Standard & Poor’s (S&P) has today cut Japan’s credit rating from AA to AA-, the first time in nine years such measures have been taken.
The credit rating agency cited the country’s mounting debt worries for the downgrade.
Japan’s debt currently stands at almost twice the country’s annual economic output – this compares with 136.8% for Greece and 112.7%.
Japanese debt is the highest of any industrialised nation.
In a statement, S&P said: “The downgrade reflects our appraisal that Japan’s government debt ratios – already among the highest for rated sovereigns – will continue to rise further than we envisaged and will peak in the mid 2020s.”
Following the announcement, the yen fell against the dollar to 83.20 yen from 82.12 yen.

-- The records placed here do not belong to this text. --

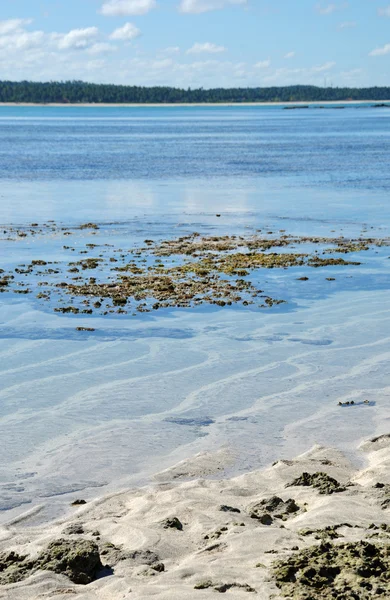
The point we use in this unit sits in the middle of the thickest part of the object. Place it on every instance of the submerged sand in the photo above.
(191, 536)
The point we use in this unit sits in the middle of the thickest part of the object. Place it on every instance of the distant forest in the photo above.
(74, 92)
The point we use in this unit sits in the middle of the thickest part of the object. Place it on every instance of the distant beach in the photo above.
(191, 535)
(182, 105)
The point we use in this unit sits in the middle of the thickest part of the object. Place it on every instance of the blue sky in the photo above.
(197, 43)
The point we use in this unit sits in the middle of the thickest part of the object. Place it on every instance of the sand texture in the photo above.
(196, 538)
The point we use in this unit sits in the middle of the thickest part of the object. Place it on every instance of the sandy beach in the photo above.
(190, 535)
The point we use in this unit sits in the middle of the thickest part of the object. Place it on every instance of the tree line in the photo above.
(77, 92)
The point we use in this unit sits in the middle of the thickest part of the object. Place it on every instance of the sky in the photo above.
(197, 43)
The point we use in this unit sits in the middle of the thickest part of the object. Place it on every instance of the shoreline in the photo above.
(189, 536)
(195, 104)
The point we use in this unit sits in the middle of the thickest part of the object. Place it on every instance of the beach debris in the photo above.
(320, 481)
(222, 587)
(89, 226)
(225, 508)
(359, 570)
(74, 529)
(79, 560)
(273, 508)
(172, 523)
(184, 272)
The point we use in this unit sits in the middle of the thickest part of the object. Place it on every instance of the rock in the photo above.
(79, 560)
(356, 570)
(225, 508)
(321, 481)
(172, 523)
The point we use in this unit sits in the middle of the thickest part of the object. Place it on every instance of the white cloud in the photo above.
(122, 8)
(380, 51)
(384, 11)
(101, 48)
(263, 64)
(347, 25)
(76, 39)
(325, 67)
(13, 25)
(202, 6)
(171, 50)
(329, 9)
(21, 40)
(127, 32)
(207, 47)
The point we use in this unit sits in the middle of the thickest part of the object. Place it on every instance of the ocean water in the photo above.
(84, 415)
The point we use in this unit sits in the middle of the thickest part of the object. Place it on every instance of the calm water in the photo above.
(107, 410)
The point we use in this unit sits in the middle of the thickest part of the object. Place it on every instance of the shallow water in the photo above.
(111, 407)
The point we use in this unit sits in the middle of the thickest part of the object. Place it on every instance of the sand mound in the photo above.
(262, 533)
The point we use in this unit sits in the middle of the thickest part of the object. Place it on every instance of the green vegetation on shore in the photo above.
(75, 92)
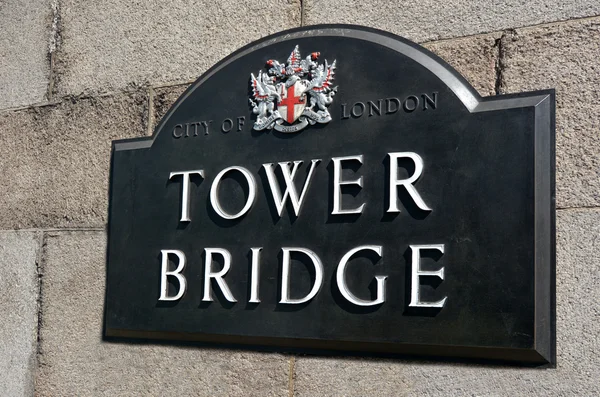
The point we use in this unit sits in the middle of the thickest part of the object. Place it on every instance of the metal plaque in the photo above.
(339, 188)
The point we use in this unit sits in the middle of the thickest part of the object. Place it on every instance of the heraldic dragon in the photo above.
(297, 92)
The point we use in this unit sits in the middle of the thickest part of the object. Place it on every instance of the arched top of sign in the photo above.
(367, 159)
(425, 58)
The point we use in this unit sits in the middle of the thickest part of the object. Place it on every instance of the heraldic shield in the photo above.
(293, 102)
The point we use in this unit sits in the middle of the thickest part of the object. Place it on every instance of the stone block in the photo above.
(114, 44)
(162, 100)
(24, 48)
(18, 312)
(474, 57)
(75, 360)
(56, 160)
(578, 342)
(565, 57)
(427, 20)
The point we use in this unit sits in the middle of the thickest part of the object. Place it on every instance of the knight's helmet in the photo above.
(293, 63)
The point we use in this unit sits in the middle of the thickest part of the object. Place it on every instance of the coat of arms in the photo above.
(292, 95)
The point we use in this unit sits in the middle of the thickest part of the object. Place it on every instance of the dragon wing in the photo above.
(259, 91)
(323, 77)
(294, 59)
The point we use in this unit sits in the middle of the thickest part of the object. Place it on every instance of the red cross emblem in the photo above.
(292, 102)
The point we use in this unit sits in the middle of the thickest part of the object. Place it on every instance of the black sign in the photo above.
(339, 188)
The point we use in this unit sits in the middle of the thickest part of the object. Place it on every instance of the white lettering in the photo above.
(290, 187)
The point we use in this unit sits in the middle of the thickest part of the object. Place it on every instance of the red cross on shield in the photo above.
(292, 103)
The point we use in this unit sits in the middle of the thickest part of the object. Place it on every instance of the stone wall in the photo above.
(75, 75)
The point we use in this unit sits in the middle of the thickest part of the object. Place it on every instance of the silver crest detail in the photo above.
(294, 94)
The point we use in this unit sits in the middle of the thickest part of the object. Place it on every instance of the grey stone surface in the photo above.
(75, 361)
(578, 342)
(432, 20)
(55, 160)
(474, 57)
(24, 66)
(162, 100)
(18, 312)
(112, 44)
(566, 57)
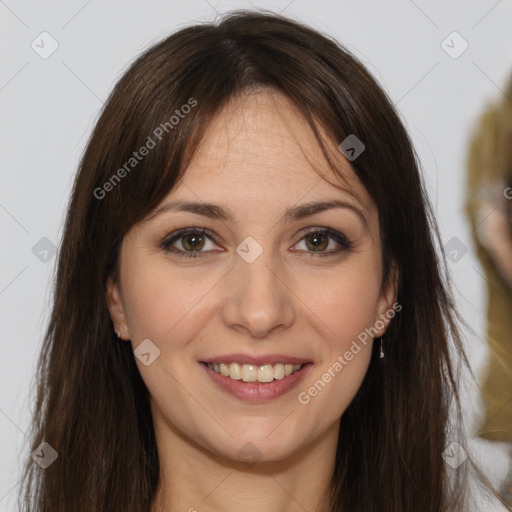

In related news today, Japanese exports rose for the second consecutive month in December, due to strong demand from China.
Exports grew 13% in December on an annual basis – higher than the 9.1% growth reported in November.
Exports to China rose by 20.1%, while those to the US grew 16.5%.
Earlier this week, official figures revealed Japanese core consumer prices fell 0.5% in December compared with a year ago – representing the 22nd consecutive monthly decline that the economy has been in deflation.
A short period of deflation (where prices fall rather than increase) could be a serious threat to the economy because it deters consumers and businesses from spending in expectation of falling prices.